Implement event-driven UART coroutine

jserv · jserv · commit a6bdbd008464 · 2025-11-02T13:34:13.000+08:00
This fixes boot failure and CPU spinning issues in SMP mode through
hybrid polling strategy that dynamically switches between blocking and
non-blocking modes based on hart activity.
1. Event loop optimization
   - Observe hart states BEFORE resuming them
   - Conditional timer inclusion: exclude when any harts idle
   - Conditional UART inclusion: exclude when idle and not waiting
   - Always resume harts unconditionally (avoid deadlock)
2. UART coroutine support
   - Hart yields when no stdin data available
   - Event loop resumes hart when stdin becomes readable
   - Spurious wakeup handling with state re-check
3. WFI race condition fix
   - Clear in_wfi flag in interrupt handlers
   - Prevent scheduler seeing stale WFI state
   - Proper idle detection for CPU optimization
4. Coroutine state tracking
   - waiting_hart_id tracks which hart is waiting for UART
   - has_waiting_hart enables quick idle state check
   - in_wfi flag managed by interrupt injection

Performance: CPU usage reduced from 20% to 0.3% (98.5% improvement)

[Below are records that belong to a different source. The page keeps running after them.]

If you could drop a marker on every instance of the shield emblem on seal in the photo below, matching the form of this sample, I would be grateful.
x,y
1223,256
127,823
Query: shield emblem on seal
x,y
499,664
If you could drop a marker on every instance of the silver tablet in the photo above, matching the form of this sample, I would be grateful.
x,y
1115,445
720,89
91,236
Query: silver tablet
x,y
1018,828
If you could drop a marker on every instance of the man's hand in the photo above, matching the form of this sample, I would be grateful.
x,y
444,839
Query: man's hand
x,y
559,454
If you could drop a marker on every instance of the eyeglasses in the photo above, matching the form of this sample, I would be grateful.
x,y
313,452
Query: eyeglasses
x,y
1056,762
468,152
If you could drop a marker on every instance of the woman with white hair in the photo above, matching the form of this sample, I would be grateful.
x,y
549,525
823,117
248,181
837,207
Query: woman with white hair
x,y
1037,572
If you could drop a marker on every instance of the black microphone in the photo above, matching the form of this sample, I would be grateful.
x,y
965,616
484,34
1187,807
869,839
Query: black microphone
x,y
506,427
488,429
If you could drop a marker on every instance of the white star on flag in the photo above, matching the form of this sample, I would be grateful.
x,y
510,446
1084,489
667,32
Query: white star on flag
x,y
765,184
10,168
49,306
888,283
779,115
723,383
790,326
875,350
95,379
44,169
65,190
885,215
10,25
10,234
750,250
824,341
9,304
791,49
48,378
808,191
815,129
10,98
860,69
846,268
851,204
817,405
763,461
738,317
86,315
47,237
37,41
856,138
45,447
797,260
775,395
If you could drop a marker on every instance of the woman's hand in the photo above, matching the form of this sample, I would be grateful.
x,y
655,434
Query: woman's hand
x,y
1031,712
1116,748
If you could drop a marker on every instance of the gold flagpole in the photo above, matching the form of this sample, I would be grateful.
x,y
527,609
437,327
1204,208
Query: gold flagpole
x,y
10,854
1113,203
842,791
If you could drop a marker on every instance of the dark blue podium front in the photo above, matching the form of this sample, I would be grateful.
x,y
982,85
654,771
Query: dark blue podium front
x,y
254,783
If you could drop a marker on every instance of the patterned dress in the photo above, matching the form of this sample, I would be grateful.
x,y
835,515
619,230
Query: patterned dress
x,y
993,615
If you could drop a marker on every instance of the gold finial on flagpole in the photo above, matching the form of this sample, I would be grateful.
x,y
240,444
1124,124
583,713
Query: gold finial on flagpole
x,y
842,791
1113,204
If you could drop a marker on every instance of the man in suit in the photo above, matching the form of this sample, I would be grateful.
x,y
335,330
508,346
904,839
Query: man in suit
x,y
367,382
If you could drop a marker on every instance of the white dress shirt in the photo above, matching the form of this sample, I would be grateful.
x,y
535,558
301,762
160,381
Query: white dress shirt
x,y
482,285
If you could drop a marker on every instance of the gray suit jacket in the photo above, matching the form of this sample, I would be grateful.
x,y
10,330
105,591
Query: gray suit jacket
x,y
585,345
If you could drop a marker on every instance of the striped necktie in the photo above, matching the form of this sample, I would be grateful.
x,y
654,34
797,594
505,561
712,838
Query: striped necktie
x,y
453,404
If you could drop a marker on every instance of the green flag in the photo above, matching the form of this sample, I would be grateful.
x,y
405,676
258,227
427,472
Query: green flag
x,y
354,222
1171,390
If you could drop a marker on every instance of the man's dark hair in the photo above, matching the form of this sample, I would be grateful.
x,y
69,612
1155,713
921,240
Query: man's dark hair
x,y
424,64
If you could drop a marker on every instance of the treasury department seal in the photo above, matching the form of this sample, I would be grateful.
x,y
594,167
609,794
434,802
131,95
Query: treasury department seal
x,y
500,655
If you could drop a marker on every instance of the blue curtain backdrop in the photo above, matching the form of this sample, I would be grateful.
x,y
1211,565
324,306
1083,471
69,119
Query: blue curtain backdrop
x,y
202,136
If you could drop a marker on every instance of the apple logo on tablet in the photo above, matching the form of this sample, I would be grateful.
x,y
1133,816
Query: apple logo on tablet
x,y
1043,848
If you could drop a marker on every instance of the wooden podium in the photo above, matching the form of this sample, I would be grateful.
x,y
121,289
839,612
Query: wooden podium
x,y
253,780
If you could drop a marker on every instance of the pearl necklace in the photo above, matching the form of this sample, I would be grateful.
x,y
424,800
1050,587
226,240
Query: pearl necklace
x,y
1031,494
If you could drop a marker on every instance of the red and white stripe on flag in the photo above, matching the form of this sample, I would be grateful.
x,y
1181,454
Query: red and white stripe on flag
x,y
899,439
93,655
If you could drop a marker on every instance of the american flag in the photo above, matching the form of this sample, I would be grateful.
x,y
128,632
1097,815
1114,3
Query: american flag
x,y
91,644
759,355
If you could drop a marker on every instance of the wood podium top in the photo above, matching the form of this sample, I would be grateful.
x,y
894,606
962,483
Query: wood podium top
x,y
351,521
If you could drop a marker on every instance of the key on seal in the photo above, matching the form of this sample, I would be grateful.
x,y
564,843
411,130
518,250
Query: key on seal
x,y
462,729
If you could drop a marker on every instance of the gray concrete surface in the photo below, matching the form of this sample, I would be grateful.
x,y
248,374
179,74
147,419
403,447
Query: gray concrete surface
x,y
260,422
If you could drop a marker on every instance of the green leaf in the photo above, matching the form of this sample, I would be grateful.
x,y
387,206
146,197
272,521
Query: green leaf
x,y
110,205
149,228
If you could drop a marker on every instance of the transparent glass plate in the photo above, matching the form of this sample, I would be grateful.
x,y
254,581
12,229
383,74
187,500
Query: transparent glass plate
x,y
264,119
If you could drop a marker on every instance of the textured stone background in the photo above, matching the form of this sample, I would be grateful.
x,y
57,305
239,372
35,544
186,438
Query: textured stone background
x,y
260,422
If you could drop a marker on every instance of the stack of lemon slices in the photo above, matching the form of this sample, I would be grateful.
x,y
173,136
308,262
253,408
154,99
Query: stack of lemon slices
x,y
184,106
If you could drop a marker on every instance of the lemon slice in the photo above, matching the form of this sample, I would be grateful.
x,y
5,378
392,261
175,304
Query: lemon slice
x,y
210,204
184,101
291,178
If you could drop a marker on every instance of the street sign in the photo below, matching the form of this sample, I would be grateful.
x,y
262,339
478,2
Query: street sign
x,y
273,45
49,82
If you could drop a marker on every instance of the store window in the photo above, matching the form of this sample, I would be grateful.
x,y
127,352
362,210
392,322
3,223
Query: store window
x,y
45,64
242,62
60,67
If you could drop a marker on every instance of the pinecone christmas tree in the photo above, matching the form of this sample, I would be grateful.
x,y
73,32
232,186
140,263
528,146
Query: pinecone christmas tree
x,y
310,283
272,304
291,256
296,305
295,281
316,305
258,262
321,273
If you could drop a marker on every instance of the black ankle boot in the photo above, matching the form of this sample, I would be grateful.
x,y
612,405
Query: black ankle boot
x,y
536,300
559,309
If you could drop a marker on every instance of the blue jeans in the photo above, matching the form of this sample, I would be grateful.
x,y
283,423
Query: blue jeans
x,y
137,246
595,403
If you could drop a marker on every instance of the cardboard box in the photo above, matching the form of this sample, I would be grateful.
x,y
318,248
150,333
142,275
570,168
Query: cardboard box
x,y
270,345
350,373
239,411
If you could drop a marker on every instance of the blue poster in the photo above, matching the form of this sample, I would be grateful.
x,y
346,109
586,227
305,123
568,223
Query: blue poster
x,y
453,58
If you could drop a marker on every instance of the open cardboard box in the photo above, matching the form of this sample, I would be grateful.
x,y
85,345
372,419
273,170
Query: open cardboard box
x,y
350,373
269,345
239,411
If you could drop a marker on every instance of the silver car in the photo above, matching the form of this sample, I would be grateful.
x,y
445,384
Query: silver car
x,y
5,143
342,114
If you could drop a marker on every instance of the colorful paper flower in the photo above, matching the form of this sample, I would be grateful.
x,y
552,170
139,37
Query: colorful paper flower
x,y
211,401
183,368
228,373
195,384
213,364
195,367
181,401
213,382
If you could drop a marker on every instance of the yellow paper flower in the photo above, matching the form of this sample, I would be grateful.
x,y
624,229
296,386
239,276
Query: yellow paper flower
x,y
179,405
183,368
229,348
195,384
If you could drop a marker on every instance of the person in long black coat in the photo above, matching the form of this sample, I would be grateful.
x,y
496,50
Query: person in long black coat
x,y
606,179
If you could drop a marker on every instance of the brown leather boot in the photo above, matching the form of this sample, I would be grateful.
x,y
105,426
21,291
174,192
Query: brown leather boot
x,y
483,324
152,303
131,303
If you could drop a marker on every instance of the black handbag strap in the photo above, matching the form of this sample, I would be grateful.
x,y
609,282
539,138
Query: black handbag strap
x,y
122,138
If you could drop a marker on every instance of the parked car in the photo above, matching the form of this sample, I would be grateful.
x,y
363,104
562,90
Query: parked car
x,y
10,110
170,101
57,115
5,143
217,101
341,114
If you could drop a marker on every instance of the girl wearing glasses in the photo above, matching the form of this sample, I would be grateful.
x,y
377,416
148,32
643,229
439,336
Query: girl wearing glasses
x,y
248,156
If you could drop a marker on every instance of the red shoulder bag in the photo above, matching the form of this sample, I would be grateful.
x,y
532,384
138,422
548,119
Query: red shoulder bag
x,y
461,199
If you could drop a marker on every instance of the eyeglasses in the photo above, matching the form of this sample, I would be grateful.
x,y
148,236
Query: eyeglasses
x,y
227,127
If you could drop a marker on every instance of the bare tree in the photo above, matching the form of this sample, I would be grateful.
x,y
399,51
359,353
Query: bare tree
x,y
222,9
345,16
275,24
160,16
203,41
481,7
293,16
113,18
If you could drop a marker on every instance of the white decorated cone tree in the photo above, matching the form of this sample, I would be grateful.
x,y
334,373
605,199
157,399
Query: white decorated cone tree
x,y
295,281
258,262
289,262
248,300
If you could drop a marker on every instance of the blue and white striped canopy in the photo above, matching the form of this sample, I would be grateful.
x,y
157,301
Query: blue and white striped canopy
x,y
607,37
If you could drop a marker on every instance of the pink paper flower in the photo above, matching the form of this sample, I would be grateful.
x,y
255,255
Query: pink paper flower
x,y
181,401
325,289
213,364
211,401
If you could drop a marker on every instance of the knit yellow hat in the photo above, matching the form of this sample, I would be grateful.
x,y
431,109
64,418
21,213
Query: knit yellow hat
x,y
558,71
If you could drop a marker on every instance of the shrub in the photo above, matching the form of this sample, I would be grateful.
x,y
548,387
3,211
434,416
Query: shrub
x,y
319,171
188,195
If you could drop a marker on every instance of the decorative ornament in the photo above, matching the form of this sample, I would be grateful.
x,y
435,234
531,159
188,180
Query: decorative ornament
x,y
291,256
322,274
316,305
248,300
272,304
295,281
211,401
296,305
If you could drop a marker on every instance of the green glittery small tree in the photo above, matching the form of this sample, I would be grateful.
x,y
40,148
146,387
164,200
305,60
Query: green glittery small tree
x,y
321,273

diff --git a/aclint.c b/aclint.c
@@ -6,10 +6,13 @@
 /* ACLINT MTIMER */
 void aclint_mtimer_update_interrupts(hart_t *hart, mtimer_state_t *mtimer)
 {
-    if (semu_timer_get(&mtimer->mtime) >= mtimer->mtimecmp[hart->mhartid])
+    if (semu_timer_get(&mtimer->mtime) >= mtimer->mtimecmp[hart->mhartid]) {
         hart->sip |= RV_INT_STI_BIT; /* Set Supervisor Timer Interrupt */
-    else
+        /* Clear WFI flag when interrupt is injected - wakes the hart */
+        hart->in_wfi = false;
+    } else {
         hart->sip &= ~RV_INT_STI_BIT; /* Clear Supervisor Timer Interrupt */
+    }
 }
 
 static bool aclint_mtimer_reg_read(mtimer_state_t *mtimer,
@@ -106,10 +109,13 @@ void aclint_mtimer_write(hart_t *hart,
 /* ACLINT MSWI */
 void aclint_mswi_update_interrupts(hart_t *hart, mswi_state_t *mswi)
 {
-    if (mswi->msip[hart->mhartid])
+    if (mswi->msip[hart->mhartid]) {
         hart->sip |= RV_INT_SSI_BIT; /* Set Machine Software Interrupt */
-    else
+        /* Clear WFI flag when interrupt is injected */
+        hart->in_wfi = false;
+    } else {
         hart->sip &= ~RV_INT_SSI_BIT; /* Clear Machine Software Interrupt */
+    }
 }
 
 static bool aclint_mswi_reg_read(mswi_state_t *mswi,
@@ -165,10 +171,13 @@ void aclint_mswi_write(hart_t *hart,
 /* ACLINT SSWI */
 void aclint_sswi_update_interrupts(hart_t *hart, sswi_state_t *sswi)
 {
-    if (sswi->ssip[hart->mhartid])
+    if (sswi->ssip[hart->mhartid]) {
         hart->sip |= RV_INT_SSI_BIT; /* Set Supervisor Software Interrupt */
-    else
+        /* Clear WFI flag when interrupt is injected */
+        hart->in_wfi = false;
+    } else {
         hart->sip &= ~RV_INT_SSI_BIT; /* Clear Supervisor Software Interrupt */
+    }
 }
 
 static bool aclint_sswi_reg_read(__attribute__((unused)) sswi_state_t *sswi,
diff --git a/coro.c b/coro.c
@@ -607,5 +607,9 @@ bool coro_is_suspended(uint32_t slot_id)
 
 uint32_t coro_current_hart_id(void)
 {
+    /* Return sentinel value if coroutine subsystem not initialized */
+    if (!coro_state.initialized)
+        return UINT32_MAX;
+
     return coro_state.current_hart;
 }
diff --git a/device.h b/device.h
@@ -60,6 +60,9 @@ typedef struct {
     /* I/O handling */
     int in_fd, out_fd;
     bool in_ready;
+    /* Coroutine support for input waiting (SMP mode) */
+    uint32_t waiting_hart_id; /**< Hart ID waiting for input */
+    bool has_waiting_hart;    /**< true if a hart is yielding for input */
 } u8250_state_t;
 
 void u8250_update_interrupts(u8250_state_t *uart);
diff --git a/main.c b/main.c
@@ -768,6 +768,8 @@ static int semu_init(emu_state_t *emu, int argc, char **argv)
 
     /* Set up peripherals */
     emu->uart.in_fd = 0, emu->uart.out_fd = 1;
+    emu->uart.waiting_hart_id = UINT32_MAX;
+    emu->uart.has_waiting_hart = false;
     capture_keyboard_input(); /* set up uart */
 #if SEMU_HAS(VIRTIONET)
     /* Always set ram pointer, even if netdev is not configured.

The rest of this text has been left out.